More than 100 people attended the event, where DUMBO President Tom Montvel- Cohen said they are continuing to expand the neighborhood and have several projects planned for the future.

Sica said last year was extremely busy for the BID, and they accomplished many of their goals. After recovering from Hurricane Sandy, Sica was proud to announce that the majority of the businesses are now all reopened. The Water Street Bar and Grill, which has been closed for a long time, will also be opening soon.

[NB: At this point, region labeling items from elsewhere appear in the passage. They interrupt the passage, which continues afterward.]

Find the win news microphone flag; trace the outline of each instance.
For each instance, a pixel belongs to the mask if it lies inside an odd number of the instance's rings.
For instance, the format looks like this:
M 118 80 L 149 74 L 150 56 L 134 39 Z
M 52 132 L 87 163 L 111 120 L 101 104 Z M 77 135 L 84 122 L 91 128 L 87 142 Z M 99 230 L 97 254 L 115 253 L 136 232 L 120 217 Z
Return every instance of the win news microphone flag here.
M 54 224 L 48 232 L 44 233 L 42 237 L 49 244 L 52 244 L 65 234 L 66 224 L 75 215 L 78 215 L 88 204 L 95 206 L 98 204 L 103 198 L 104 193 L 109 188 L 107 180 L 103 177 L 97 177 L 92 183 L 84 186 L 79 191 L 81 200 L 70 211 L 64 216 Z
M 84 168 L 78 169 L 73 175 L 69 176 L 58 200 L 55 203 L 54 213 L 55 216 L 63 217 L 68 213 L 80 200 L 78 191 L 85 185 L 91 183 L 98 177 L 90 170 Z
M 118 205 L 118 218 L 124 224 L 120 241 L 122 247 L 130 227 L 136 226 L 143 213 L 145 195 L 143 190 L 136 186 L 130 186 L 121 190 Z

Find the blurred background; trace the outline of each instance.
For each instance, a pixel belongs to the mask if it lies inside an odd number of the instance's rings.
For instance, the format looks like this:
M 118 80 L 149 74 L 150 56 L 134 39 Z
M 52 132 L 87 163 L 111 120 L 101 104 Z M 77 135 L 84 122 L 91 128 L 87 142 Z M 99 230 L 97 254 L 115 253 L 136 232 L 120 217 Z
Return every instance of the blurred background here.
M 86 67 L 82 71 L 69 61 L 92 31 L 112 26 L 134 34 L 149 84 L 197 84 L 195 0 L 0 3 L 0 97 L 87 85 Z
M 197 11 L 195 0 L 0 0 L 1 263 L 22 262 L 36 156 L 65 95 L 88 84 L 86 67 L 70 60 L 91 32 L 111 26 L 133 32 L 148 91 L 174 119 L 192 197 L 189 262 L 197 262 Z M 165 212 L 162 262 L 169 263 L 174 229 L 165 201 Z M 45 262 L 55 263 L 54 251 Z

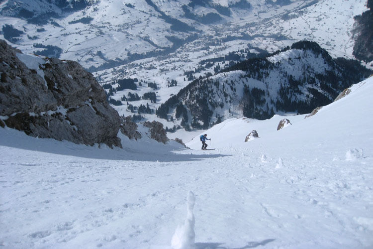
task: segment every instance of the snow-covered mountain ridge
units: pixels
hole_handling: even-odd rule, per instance
[[[5,11],[14,2],[37,1],[9,0],[0,8]],[[157,118],[155,110],[194,78],[214,74],[216,58],[223,58],[222,69],[305,39],[317,42],[333,57],[353,58],[354,16],[367,9],[365,0],[255,0],[245,7],[236,5],[245,1],[86,2],[92,5],[74,12],[56,10],[59,17],[45,17],[47,23],[33,24],[1,12],[0,21],[5,25],[0,36],[6,36],[25,53],[77,61],[94,72],[102,85],[111,85],[109,98],[121,105],[114,107],[121,115],[140,113],[143,121],[158,120],[169,127],[177,124]],[[203,15],[216,20],[206,23]],[[209,64],[203,63],[206,60]],[[136,83],[136,90],[115,91],[116,82],[123,78],[137,79],[142,85]],[[173,80],[176,86],[170,84]],[[149,83],[156,89],[148,87]],[[130,92],[141,98],[155,94],[156,103],[143,99],[127,105],[122,99],[128,99]],[[148,105],[152,114],[142,112]]]
[[[0,243],[171,249],[180,235],[198,249],[371,248],[372,95],[371,77],[280,130],[279,116],[225,121],[203,132],[210,151],[199,136],[194,149],[128,138],[98,149],[0,128]],[[191,204],[192,238],[177,232]]]
[[[195,80],[156,114],[205,129],[230,116],[266,119],[275,114],[309,113],[372,73],[357,62],[333,59],[316,43],[298,42],[272,56]]]

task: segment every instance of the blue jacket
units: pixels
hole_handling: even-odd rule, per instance
[[[209,139],[207,138],[207,137],[205,137],[205,136],[204,136],[203,135],[201,135],[201,136],[200,136],[200,137],[199,137],[199,139],[200,139],[200,140],[201,140],[201,141],[202,141],[202,142],[204,142],[204,141],[206,141],[206,140],[210,140]]]

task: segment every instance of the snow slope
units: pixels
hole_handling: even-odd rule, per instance
[[[198,136],[111,150],[1,128],[0,245],[171,249],[189,220],[198,249],[372,248],[373,77],[351,90],[279,131],[284,117],[226,121],[201,132],[211,151]]]

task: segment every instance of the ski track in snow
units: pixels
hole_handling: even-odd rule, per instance
[[[277,155],[262,163],[261,154],[233,148],[217,150],[228,156],[165,162],[0,149],[5,247],[169,248],[188,190],[197,200],[197,243],[372,245],[371,157],[356,165],[289,151],[276,169]]]

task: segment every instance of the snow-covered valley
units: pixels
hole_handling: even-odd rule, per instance
[[[123,149],[98,148],[1,128],[0,245],[171,249],[191,191],[195,237],[182,239],[196,249],[371,248],[372,94],[371,77],[306,119],[230,119],[188,142],[170,134],[191,149],[124,136]],[[284,118],[292,125],[277,130]],[[259,137],[245,142],[253,129]],[[204,133],[216,149],[200,150]]]

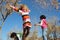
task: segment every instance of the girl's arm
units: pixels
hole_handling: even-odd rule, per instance
[[[35,26],[42,26],[43,24],[43,20],[41,20],[41,22],[39,22],[38,24],[35,24]]]
[[[18,9],[17,7],[14,7],[14,6],[12,6],[12,5],[10,5],[10,7],[13,8],[13,9],[14,9],[15,11],[17,11],[17,12],[19,11],[19,9]]]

The BID is always looking to improve its infrastructure, she said. Because of the increasing amount of bicyclists, cars and pedestrians, there were many meetings about how to fix the streets. In June, the Department of Transportation (DOT) agreed to reuse old cobblestone and install a granite strip to accommodate bicyclists.

“We have the best of worlds, cobblestone and bicycle streets,” she said.

With Brooklyn being among the top 25 best places for technology companies in the country, Sica said the BID launched the Brooklyn Tech Triangle Master Plan and will continue to work with the de Blasio administration on this.

“We’re really taking a hard look at what kind of real estate improvements can be made,” she said.

Last summer, they also created DUMBO Beach on J Street, and started DUMBO walls, which are murals painted by local artists.

Young families were not forgotten either. There were daily events in the summer including arts and crafts, music and much more. After having Halloween cancelled in 2012 because of Superstorm Sandy, more than 40 businesses opened their doors to trick-or-treaters.

There was also DUMBO Test Kitchen, where small startups were given grants to use technology to benefit the community. One business made a fire pit that harnesses power and creates electricity. The electricity lit the Christmas tree in December.

“Anytime we can have a public fire pit, I’m all in favor,” Sica said.